Note
Access to this page requires authorization. You can try signing in or changing directories.
Access to this page requires authorization. You can try changing directories.
Vector search is an information retrieval approach that supports indexing and querying over numeric representations of content. Because the content is numeric rather than plain text, matching is based on vectors that are most similar to the query vector, which enables matching across:
- Semantic or conceptual likeness. For example, "dog" and "canine" are conceptually similar but linguistically distinct.
- Multilingual content, such as "dog" in English and "hund" in German.

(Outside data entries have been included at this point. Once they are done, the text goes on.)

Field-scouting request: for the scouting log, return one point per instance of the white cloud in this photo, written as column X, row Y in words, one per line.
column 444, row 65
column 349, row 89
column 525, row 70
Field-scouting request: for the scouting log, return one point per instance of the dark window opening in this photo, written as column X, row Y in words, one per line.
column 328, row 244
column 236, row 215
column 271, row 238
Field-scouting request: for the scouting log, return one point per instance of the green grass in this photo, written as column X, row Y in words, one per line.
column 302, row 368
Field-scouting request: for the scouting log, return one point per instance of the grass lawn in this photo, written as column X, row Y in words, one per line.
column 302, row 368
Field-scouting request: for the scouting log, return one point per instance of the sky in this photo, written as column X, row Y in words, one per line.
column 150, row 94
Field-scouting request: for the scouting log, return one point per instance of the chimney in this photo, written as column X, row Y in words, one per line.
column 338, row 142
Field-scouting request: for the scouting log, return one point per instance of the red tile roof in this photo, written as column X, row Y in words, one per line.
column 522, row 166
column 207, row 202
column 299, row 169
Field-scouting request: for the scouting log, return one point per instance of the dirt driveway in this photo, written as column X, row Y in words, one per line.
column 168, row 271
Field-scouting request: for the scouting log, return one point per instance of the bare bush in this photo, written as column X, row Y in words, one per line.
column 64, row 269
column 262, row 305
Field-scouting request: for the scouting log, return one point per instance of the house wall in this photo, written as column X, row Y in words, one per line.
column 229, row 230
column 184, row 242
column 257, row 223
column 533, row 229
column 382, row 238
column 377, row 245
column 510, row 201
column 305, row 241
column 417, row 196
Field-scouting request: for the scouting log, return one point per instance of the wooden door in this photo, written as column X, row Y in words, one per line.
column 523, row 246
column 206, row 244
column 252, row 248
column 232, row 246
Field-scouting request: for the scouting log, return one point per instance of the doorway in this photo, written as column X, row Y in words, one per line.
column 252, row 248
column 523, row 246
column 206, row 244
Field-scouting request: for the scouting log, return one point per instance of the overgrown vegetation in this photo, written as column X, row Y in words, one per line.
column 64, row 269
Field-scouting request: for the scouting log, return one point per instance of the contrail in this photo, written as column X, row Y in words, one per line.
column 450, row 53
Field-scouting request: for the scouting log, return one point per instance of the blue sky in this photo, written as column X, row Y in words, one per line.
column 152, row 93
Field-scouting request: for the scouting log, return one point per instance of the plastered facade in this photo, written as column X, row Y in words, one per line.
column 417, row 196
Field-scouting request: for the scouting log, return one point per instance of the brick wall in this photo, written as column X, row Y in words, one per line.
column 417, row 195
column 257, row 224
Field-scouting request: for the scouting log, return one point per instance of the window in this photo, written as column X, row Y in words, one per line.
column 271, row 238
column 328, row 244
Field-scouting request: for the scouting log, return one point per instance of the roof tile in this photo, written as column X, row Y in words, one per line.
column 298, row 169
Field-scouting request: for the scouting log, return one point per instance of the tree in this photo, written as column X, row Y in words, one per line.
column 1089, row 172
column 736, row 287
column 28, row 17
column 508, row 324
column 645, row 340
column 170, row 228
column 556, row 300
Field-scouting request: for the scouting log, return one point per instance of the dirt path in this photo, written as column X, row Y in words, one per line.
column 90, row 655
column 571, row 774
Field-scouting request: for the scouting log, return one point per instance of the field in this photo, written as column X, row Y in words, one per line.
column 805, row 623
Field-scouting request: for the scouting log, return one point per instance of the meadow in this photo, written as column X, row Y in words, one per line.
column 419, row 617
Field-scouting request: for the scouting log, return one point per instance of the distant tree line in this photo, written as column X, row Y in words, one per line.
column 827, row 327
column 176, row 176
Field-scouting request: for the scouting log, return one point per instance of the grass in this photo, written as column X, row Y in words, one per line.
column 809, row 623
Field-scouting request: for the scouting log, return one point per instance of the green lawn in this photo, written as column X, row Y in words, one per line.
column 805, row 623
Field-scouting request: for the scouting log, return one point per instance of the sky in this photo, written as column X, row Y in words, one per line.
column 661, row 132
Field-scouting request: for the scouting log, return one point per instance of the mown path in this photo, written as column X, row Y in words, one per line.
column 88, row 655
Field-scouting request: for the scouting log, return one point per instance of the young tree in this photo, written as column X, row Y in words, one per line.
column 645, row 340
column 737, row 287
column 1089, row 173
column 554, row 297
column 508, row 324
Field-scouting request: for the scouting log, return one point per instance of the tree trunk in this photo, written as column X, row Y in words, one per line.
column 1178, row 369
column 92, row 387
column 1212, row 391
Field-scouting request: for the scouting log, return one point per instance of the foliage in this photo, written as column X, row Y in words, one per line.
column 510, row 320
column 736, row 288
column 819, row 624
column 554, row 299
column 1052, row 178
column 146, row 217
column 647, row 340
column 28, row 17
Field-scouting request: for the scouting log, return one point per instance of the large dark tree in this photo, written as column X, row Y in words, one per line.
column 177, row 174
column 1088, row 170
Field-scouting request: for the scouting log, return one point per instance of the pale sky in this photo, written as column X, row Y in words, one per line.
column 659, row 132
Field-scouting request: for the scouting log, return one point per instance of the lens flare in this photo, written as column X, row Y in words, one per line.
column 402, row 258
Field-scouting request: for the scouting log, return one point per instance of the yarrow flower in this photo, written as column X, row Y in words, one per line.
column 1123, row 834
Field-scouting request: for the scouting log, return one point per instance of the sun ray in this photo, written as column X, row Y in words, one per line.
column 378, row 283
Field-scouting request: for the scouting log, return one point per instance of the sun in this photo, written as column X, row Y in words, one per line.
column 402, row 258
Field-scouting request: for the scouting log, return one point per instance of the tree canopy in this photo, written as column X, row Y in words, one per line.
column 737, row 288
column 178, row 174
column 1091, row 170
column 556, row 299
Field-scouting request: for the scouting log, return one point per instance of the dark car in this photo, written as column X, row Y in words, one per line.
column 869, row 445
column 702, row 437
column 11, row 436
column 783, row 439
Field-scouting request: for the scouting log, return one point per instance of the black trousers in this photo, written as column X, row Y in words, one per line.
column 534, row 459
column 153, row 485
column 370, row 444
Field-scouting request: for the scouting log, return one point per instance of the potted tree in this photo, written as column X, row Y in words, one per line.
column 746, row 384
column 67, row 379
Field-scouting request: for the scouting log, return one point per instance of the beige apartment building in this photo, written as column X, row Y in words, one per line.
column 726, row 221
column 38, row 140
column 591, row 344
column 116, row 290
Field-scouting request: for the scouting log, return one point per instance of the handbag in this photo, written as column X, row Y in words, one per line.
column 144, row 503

- Multiple content types, such as "dog" in plain text and an image of a dog.
This article provides an overview of vector search in Azure AI Search, including supported scenarios, availability, and integration with other Azure services.
Tip
Want to get started right away? Follow these steps:
- Provide embeddings for your index or generate embeddings in an indexer pipeline.
- Create a vector index.
- Run vector queries.
What scenarios can vector search support?
Vector search supports the following scenarios:
Similarity search. Encode text using embedding models or open-source models, such as OpenAI embeddings or SBERT, respectively. You then retrieve documents using queries that are also encoded as vectors.
Hybrid search. Azure AI Search defines hybrid search as the execution of vector search and keyword search in the same request. Vector support is implemented at the field level. If an index contains vector and nonvector fields, you can write a query that targets both. The queries execute in parallel, and the results are merged into a single response and ranked accordingly.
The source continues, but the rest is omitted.